- Abbreviation: PSS
- Leader: Bogoljub Karić
- Founded: 20 May 2004; 22 years ago
- Headquarters: Terazije 28, Belgrade
- Ideology: Conservatism; Populism;
- Political position: Centre-right
- Colours: Blue
- National Assembly: 0 / 250
- Assembly of Vojvodina: 0 / 120
- City Assembly of Belgrade: 0 / 110

Website
- snagasrbije.com

= Strength of Serbia Movement =

Political party in Serbia

The Strength of Serbia Movement – BK (Покрет снага Србије – БК, abbr. PSS) is a conservative political party in Serbia.

== History ==
The party was founded in 2004. Its founder and current leader of PSS-BK is Bogoljub Karić, Serbian businessman and tycoon under criminal charges in flight. From 2012 to 2026 it was a member of the big tent and populist Serbian Progressive Party-led (SNS) coalition.

In September 2026, PSS announced that it would participate independently in the upcoming parliamentary elections, submitting its own electoral list headed by Karić. Following the submission of their list, the Republic Electoral Commission (RIK) ordered an urgent verification of voter support signatures due to suspected irregularities in certain signatures, prompting checks by municipal administrations and public notaries.

== Political positions ==
PSS has been described as a conservative, liberal-conservative, populist, and pro-Russian party. It is positioned on the centre-right of the political spectrum.

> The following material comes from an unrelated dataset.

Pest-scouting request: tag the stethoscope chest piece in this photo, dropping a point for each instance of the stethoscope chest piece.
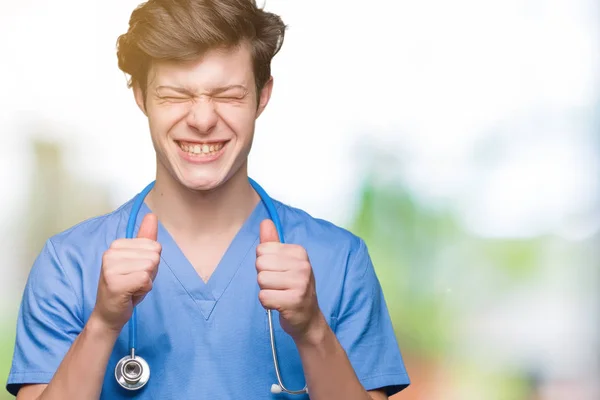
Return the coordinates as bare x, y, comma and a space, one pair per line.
132, 372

== Electoral performance ==
=== Parliamentary elections ===

National Assembly of Serbia
| Year | Leader | Popular vote | % of popular vote | # | # of seats | Seat change | Coalition | Status |
| 2007 | Bogoljub Karić | 70,727 | 1.78% | +9th | 0 / 250 | 0 | – | Extra-parliamentary |
| 2008 | 22,250 | 0.55% | +8th | 0 / 250 | 0 | – | Extra-parliamentary |
| 2012 | 940,659 | 25.16% | +1st | 2 / 250 | +2 | PS | Support |
| 2014 | 1,736,920 | 49.96% | 1st | 2 / 250 | 0 | BKV | Support |
| 2016 | 1,823,147 | 49.71% | 1st | 2 / 250 | 0 | SP | Support |
| 2020 | 1,953,998 | 63.02% | 1st | 3 / 250 | +1 | ZND | Support |
| 2022 | 1,635,101 | 44.27% | 1st | 3 / 250 | 0 | ZMS | Support |

=== Presidential elections ===

President of Serbia
| Year | Candidate | 1st round popular vote |  | % of popular vote | 2nd round popular vote |  | % of popular vote | Notes |
| 2004 | Bogoljub Karić | 3rd | 568,691 | 18.46% | —N/a | — | — |  |
| 2008 | Milanka Karić | 7th | 40,332 | 1.0% | —N/a | — | — |  |
| 2012 | Tomislav Nikolić | 2nd | 979,216 | 26.22% | 1st | 1,552,063 | 51.16% | Supported Nikolić |
| 2017 | Aleksandar Vučić | 1st | 2,012,788 | 56.01% | —N/a | — | — | Supported Vučić |
| 2022 | 1st | 2,224,914 | 60.01% | —N/a | — | — |

=== Provincial elections ===
The Movement received 42,813 votes (6.69%) and won 4 seats in the first round of the 2004 Vojvodina parliamentary elections and additional 3 seats in the second round, by the majority system.